Je leur dirais : renseignez vous ; contactez des personnes qui l’ont vécu, qui l’ont fait avant vous. Prenez tous les conseils à prendre, et ne vous braquez pas si l’on vous parle que du négatif d’abord. Souvent c’est parce qu’on l’a vécu et que personne ne nous avait prévenu, à nous de faire passer les vraies informations. Ce n’est pas parce qu’on ne va pas dans votre sens que nos conseils sont mauvais. Mais, il faut aussi savoir trier l’information que vous recevrez. Certains veulent garder le « privilège » de l’expatrié, et que personne ne fasse la même expérience, car cela « minimiserait » la leur.

Posez des questions, communiquez, interrogez, créez des liens avec des personnes sur place, et si vous le pouvez, faites un voyage de reconnaissance.  Surtout, n’écoutez pas ceux qui vous diront que vous n’y arriverez pas, que vous êtes fous ou je ne sais quoi. Beaucoup envient ceux qui ont le cran de quitter leur pays de naissance pour construire une nouvelle vie, mais ils n’osent pas ; alors ils voudront vous dissuader de le faire. Ecoutez votre coeur.
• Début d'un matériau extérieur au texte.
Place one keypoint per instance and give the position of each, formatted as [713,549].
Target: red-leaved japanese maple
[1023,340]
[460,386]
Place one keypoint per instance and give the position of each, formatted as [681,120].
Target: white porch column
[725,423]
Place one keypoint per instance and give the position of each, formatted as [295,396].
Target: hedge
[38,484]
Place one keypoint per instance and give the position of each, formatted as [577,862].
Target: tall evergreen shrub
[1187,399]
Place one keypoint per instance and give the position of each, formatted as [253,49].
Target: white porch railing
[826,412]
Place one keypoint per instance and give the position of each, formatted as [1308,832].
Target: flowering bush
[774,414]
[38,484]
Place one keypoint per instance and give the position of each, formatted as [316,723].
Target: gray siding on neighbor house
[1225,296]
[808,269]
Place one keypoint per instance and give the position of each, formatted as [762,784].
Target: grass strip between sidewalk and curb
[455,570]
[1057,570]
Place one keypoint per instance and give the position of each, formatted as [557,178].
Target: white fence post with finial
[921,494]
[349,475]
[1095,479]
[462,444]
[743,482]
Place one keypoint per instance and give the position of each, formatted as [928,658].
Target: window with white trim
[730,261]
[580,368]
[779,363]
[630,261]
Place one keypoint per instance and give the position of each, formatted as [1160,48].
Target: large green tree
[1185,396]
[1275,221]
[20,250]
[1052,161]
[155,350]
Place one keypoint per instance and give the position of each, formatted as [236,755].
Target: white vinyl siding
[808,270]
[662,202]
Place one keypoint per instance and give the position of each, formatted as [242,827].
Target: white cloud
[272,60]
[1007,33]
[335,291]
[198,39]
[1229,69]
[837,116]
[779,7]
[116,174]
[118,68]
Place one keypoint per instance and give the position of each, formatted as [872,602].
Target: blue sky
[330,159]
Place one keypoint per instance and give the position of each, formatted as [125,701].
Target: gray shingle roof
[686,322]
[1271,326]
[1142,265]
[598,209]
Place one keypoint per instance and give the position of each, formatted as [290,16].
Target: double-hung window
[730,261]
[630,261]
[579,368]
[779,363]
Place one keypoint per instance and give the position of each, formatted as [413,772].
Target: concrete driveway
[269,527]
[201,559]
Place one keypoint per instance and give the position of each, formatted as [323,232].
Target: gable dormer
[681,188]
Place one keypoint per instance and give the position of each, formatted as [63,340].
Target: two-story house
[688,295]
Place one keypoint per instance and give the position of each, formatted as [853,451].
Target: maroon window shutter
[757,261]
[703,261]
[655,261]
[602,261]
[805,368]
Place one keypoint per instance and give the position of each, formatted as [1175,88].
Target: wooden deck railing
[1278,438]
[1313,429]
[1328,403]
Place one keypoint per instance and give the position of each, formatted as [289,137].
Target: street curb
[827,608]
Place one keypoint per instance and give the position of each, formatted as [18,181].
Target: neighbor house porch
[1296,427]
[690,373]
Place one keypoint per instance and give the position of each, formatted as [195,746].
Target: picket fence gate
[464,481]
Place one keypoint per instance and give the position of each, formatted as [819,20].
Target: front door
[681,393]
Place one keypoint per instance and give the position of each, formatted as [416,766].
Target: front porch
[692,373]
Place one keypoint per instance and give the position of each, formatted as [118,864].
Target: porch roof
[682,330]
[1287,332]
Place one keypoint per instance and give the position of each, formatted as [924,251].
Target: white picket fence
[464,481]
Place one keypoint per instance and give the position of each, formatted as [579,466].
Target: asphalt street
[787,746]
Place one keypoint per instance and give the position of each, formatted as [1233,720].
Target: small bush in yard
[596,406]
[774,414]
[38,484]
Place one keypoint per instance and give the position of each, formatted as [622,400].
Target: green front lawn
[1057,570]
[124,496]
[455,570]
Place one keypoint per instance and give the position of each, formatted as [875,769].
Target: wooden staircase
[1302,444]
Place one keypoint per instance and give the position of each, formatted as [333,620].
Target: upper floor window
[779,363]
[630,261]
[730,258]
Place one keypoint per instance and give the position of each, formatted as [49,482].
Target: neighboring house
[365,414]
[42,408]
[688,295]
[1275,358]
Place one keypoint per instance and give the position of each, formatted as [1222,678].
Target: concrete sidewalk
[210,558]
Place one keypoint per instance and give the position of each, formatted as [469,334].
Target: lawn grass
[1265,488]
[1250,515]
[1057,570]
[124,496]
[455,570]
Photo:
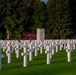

Conseilles-tu aux amoureux de la Polynésie de passer le cap ?

Avec les bonnes infos, oui. Il faut suivre ses envies. Cependant, il faut savoir ce qu’est vraiment la Polynésie. Ce n’est pas seulement des plages de sable fin et blanc, des cocotiers et du surf. Il y a tout un monde caché qu’on ne voit pas depuis la métropole. Quand on vit loin de la Polynésie, loin des îles en général, on ne se rend pas bien compte de ce qui s’y passe réellement. On nous dépeint un fantastique tableau de Tahiti et ses îles, des plages de sable blanc, des cocotiers, un lagon turquoise, une culture merveilleuse. Et ça, ça existe vraiment. Mais à côté, on se trouve confronté à la pauvreté de la population. Au manque d’écoute des Polynésiens. On est loin ici. 18 000 km de la métropole, c’est comme si on ne comptait pas. Les animaux errants dans la rue, l’alcoolisme, le manque d’accès à l’éducation, la drogue aussi. Beaucoup de violences conjugales… C’est le lot de la vie insulaire un peu partout dans le monde. Mais souvent, depuis le continent, on ne le sait pas. On ne nous le montre pas car cela abîmerait le joli tableau doré qui fait rêver. En disant tout ça, je ne veux pas ternir l’image de la Polynésie, mais il y a une réalité qui existe, et qu’on peut faire changer aussi en en parlant… Et quand on vient vivre là où appelle le « Paradis », il faut être conscients qu’on va se prendre une claque. Mais ça nous ouvre beaucoup aux autres, les rapports humains se voient modifiés; on a envie d’aider, de renverser la vapeur… Il y a beaucoup à faire en Polynésie pour améliorer les mauvaises conditions, mais pour ça, il faut savoir où on va.

Mais si vous avez les bons contacts, vous saurez faire votre choix. Et si vous en avez vraiment envie, faites le. C’est une aventure merveilleuse. Qui vous apprendra tellement de choses sur vous. La Polynésie laisse une empreinte dans le coeur de ceux qui la visitent ; mais si vous restez un peu, votre coeur trouvera un coin au milieu du Pacifique pour y mettre une racine et vous y serez lié pour l’éternité, j’en suis suis convaincue.